Günlerden çarşamba, son ders rehberlik. Haftanın en güzel saatleri. Muazzez Öğretmenim masasına oturdu, kitabı açtı.

O okuyacak, biz sıralarımızda dinleyeceğiz. Nasıl dinlemeyiz! Ökkeş’in kim bilir hangi maceraları sırada? Ökkeş’i çok seviyoruz, çok merak ediyoruz, çok özlüyoruz, Çarşamba olsa da hikâyeleri sınıfa gelse diye bekliyoruz. Aslında sınıf kitaplığından alıp okuyabiliriz ama hayır, biz bu ritüeli de seviyoruz. Muazzez Öğretmenim tahta iskemlesine oturacak, örtüsünü her hafta yıkayıp getirdiği tahta masasına kollarını yaslayacak; bir sınıfa, bir kitaba bakarak ve bizimle birlikte kıkırdayarak okuyacak.
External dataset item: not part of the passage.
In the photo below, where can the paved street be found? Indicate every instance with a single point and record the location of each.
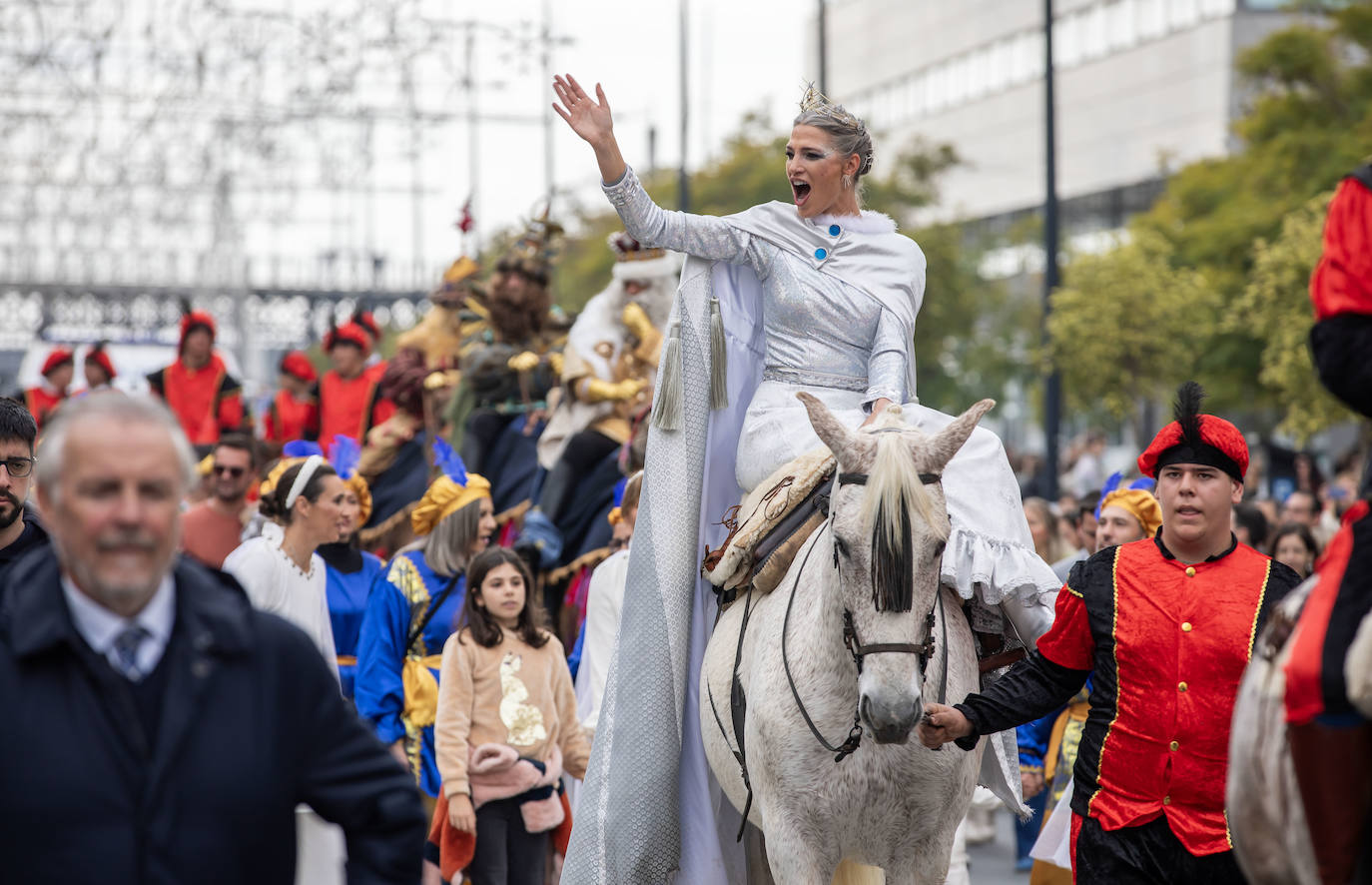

Balçova’daki Ertuğrul Gazi İlkokulunun seksenlerin ilk yarısındaki siyah önlüklüleri, çarşamba günleri bir başka çıkıyor okuldan. Çantamızda sınıf kitaplığından, gelecek haftaya kadar okumak üzere aldığımız bir kitap… Eve gidince mutfakta annemize, balkonda komşulara, sokakta arkadaşlarımıza anlatıyoruz Ökkeş’i. Onlar da bizimle gülsün istiyoruz. “Gülemiyorsun ya gülmek, / Bir halk gülüyorsa gülmektir” dizesinden de Edip Cansever’den de bihaberiz henüz.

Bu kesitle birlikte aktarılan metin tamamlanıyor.